The measure by Rep. David Crooks, D-Washington, would have required that certain percentages of electricity be sold from renewable energy sources such as wind or landfill gas.
"We had a version of it right up until the last day, but things just fell apart," said Brian Wright, coal policy director at the Hoosier Environmental Council.
So-called renewable electricity standards have been enacted by 21 states. Indiana's utilities generate electricity mostly from coal, which, when burned, emits pollutants like sulfur and mercury.
Utility companies and ethanol producers also prevailed in a separate measure.
Ethanol producers gained a tax credit of up to $20 million when producing at least 20 million gallons of cellulosic ethanol a year.
Meanwhile, gas or electric utilities that buy gas from coal gasification plants now may recover costs through customer rate adjustments and are now eligible for tax breaks on construction of gasification facilities.
Among those to benefit: Citizens Gas & Coke, Vectren Corp. and Northern Indiana Public Service Co. They are partners in Indiana Gasification's plant to be built in southern Indiana.
Incentives for film industry
This year started out looking brighter for a four-year push to gain additional tax incentives for film production in Indiana.
The House and Senate passed a measure that, in its final version, would have given companies a state-funded 15-percent rebate on costs for most commercials, music, films and other productions produced in the state if the project budget exceeded $100,000.
But in the end, Daniels said the bill became too broad, including tax perks for productions already happening in the state instead of focusing on luring new business.
"My concerns with the bloating [of the bill] were made well-known to those supporting the add-on of these costly incentives," the governor said in a statement he issued after vetoing the bill. "We sought a balanced approach ... to secure projects the state would not otherwise have attracted."
Backers were unable to get the bill called for a veto override vote in the last two days of the session.
Retail sales of alcohol
A bill that would have placed further limitations on the sale of alcohol by groceries, gas stations and convenience stores failed for a second straight year.
The legislation would have required grocery stores to set up separate areas not accessible to minors in order to sell alcoholic beverages. It also would have prevented gas stations and convenience stores from selling beer or wine.
Liquor stores had backed the measure, citing a potential drop in underage drinking. But convenience store lobbyists cried foul, arguing the liquor stores were only seeking to drum up a competitive advantage.
Lawmakers passed a measure allowing physician assistants to prescribe medicine.
When the law goes into effect July 1, Indiana will become the 50th state giving assistants that authority. Observers think the change could cause the number of physician assistants statewide to double. There are about 680 now.
More and more overextended doctors are hiring physician assistants nationwide. Their ranks rose 14 percent nationally in the last five years. In California, they doubled to 6,000.
For years, Indiana's physician assistants had pushed for prescription-writing authority. But they were frequently opposed by doctors, who argued that quality and safety might be compromised. Doctors also worried that drug-dispensing physician assistants would staff competing clinics that would siphon away doctors' patients.

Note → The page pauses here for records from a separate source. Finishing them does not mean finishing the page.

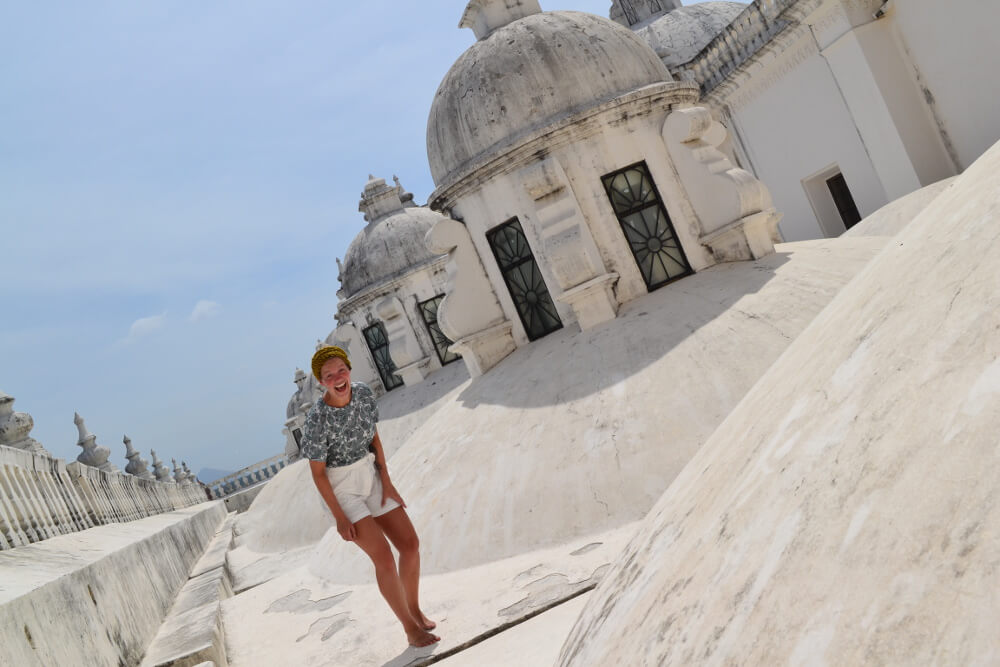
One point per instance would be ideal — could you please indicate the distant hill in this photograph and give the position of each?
(211, 474)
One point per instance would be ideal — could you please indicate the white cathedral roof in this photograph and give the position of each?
(391, 244)
(526, 74)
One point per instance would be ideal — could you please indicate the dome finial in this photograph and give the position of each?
(485, 16)
(379, 199)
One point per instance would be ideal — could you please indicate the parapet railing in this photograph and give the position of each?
(42, 496)
(247, 477)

But this year, doctors softened their opposition and spent more time pushing for safeguards. The final bill requires physician assistants to be supervised by a doctor and to receive additional certification to dispense narcotics.
Guns in the workplace
Lobbying by the Indiana Chamber of Commerce helped squelch legislation that would have stripped Hoosier businesses of authority to restrict guns on their premises.
On the other side of the debate was the National Rifle Association. It argued that employees' rights to bear arms are restricted if they can't bring guns along to work, then leave them locked inside the trunks of their cars.
The measure died in committee, though Brinegar expects it to return in future sessions.